Effecient joins on array columns - Apache Spark

A Peculiar Situation


A few weeks back at work, I came across a peculiar problem which goes something like this. Within one of the workloads, I had to join two tables in Spark with one table having the join column of the type Array.

The tables were moderate in size, while trying to process the workload I noticed Spark was preparing to run around 200000 tasks and the whole workload took close to 2 hours to complete. This situation was puzzling to me. Why would Spark want to create so many tasks for moderately sized workloads.

I opened up Spark UI and right there I could see a stage displaying a logical plan involving a Cartesian Product while resolving the join within the stage. Okay, Why would there be a Cartesian Product within the logical plan? Maybe something to do with my join condition containing array_contains.

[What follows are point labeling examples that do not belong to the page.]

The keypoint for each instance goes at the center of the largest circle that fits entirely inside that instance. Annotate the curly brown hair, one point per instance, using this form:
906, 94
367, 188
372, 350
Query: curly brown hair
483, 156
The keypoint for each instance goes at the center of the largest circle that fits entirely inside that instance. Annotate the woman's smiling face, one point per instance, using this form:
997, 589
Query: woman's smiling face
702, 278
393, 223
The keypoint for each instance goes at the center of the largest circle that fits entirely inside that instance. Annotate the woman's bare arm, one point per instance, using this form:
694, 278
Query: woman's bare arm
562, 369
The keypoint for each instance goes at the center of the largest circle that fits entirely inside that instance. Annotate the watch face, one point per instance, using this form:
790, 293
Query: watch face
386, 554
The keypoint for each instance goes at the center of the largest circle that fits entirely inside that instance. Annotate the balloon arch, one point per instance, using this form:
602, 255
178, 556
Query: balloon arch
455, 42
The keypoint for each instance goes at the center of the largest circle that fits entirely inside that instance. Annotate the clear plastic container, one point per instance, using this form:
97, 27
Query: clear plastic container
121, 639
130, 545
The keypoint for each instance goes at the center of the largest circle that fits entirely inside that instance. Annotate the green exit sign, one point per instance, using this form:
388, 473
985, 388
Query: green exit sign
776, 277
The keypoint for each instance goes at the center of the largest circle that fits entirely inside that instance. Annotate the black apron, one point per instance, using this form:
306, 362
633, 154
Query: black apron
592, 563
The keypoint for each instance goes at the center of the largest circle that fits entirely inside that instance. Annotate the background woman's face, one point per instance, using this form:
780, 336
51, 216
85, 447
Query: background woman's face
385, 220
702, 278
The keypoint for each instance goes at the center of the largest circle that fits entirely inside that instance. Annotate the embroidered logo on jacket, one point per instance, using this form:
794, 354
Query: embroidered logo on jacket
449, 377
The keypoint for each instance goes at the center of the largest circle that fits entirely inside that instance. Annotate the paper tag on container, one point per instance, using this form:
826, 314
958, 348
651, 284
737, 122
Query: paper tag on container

Investigating further (multiple google searches) got me toa JIRA link on Apache Spark. So apparently, if you choose to use array_contains within the join, a cartesian product will appear in your logical plan against the join, this is due to the way array_contains transformation is implemented at the Optimizer level.

Thanks to Nikolas Vanderhoof, if you manually apply the optimization as follows. A join like this:


left.join(
  right,
  array_contains(left("arr"), right("value")) // Cartesian product in logical plan
)

will produce the same results as:


{
  val leftPrime = left.withColumn("exploded_arr", explode(col("arr")))

  leftPrime.join(
    right,
    leftPrime("exploded_arr") === right("value") // Fast equijoin
  ).drop("exploded_arr").distinct
}

Spark would use an equijoin and my workload execution time reduced from 2 hours to 5 mins.